I am not going to abandon the people who have the same political beliefs that I do, and I hope they don't abandon me. I want to show them that people who have the romantic attraction I do aren't these strange terrible beings who have an agenda to destroy the country. I do not.
I, like them, just want to see the federal government stop spending so damn much money – and that view has nothing to do with being straight or gay.
[A close friend] is not sure being public about this is a good thing. He's right. I don't need to invite any attention into this area of my life. It could hurt with future job prospects. It will end any political viability I had. It might make adoption extraordinarily difficult.
Time will tell about the wisdom of making this declaration.
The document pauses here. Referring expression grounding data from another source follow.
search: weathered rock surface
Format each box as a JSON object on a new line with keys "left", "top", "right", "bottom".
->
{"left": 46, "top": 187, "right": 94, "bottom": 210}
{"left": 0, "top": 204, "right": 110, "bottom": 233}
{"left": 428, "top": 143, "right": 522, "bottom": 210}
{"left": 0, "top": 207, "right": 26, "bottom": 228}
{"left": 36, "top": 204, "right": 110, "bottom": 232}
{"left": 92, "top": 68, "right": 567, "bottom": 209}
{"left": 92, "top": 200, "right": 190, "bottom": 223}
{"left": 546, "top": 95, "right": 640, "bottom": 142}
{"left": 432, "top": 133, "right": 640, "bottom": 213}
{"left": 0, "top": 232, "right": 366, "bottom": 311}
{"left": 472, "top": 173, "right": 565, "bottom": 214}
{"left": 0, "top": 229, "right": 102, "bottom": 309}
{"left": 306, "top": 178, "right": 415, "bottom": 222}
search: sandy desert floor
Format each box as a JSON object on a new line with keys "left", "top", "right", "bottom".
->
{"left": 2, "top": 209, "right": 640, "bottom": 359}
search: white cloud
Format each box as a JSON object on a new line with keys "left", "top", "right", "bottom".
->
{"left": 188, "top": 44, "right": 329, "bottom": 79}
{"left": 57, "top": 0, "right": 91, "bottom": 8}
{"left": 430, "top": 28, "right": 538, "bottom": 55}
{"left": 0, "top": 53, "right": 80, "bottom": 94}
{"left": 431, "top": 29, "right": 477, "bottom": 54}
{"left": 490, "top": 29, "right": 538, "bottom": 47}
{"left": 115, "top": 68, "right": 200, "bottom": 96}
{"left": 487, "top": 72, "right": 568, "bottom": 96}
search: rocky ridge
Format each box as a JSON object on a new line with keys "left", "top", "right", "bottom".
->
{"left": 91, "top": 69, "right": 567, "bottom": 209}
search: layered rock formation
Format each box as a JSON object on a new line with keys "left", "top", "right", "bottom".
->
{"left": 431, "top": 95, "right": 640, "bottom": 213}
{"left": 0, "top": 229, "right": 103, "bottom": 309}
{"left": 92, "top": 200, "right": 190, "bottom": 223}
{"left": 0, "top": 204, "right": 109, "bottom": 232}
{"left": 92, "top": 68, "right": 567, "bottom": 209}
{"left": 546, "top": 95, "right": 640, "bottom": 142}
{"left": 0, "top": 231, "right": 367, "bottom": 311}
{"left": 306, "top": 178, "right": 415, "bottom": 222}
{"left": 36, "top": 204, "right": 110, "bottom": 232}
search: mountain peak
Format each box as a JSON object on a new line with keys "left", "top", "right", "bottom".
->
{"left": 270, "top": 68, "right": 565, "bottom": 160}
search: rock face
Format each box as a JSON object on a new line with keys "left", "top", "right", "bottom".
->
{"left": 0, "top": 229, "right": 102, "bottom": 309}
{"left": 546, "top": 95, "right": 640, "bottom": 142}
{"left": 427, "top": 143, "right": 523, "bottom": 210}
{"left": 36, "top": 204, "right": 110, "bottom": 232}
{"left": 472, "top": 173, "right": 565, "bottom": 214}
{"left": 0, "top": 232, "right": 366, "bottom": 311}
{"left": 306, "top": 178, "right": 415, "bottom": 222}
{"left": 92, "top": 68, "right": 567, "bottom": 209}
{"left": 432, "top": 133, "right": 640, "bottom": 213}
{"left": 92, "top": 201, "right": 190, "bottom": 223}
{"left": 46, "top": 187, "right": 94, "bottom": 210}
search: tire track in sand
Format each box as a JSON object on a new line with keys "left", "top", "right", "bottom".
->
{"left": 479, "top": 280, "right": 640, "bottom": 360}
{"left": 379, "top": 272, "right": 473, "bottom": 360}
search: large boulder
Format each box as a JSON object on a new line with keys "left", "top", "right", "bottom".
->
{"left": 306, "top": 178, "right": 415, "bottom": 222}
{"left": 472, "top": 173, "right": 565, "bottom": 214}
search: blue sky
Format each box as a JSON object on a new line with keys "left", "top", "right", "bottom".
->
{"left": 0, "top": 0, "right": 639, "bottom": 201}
Regardless, I am making it.
There is one specific reason, though, that I wanted to say something about this publicly. I can't get the suicides of Tyler Clementi and Jamey Rodemeyer out of my mind. Both were gay teens whose suicides seem to have stemmed from bullying rooted in their sexuality.
There is nothing I alone can do to stop young people like Clementi and Rodemeyer from becoming desperate because of their sexuality. But I can hold my head up aggressively and honestly in hopes that will make such a demeanor the norm. And I can show their bullies not everyone will cower.
In other words, if I can be a small part of the solution, sign me up.
It's ok. It gets better – especially after you gather the courage to tell your closest guy friends, "Dudes, I'm gay."
In the wake of the Grenell affair, the friend writes, "I'm starting to wonder if – despite that fact that I agree with the [Republican] party on most issues, including being strongly pro-life – the GOP just doesn't want people like me." He will not vote for Romney now. But "I won't vote for Obama, so for the first time in my life I won't vote for president. There is no one for me to support."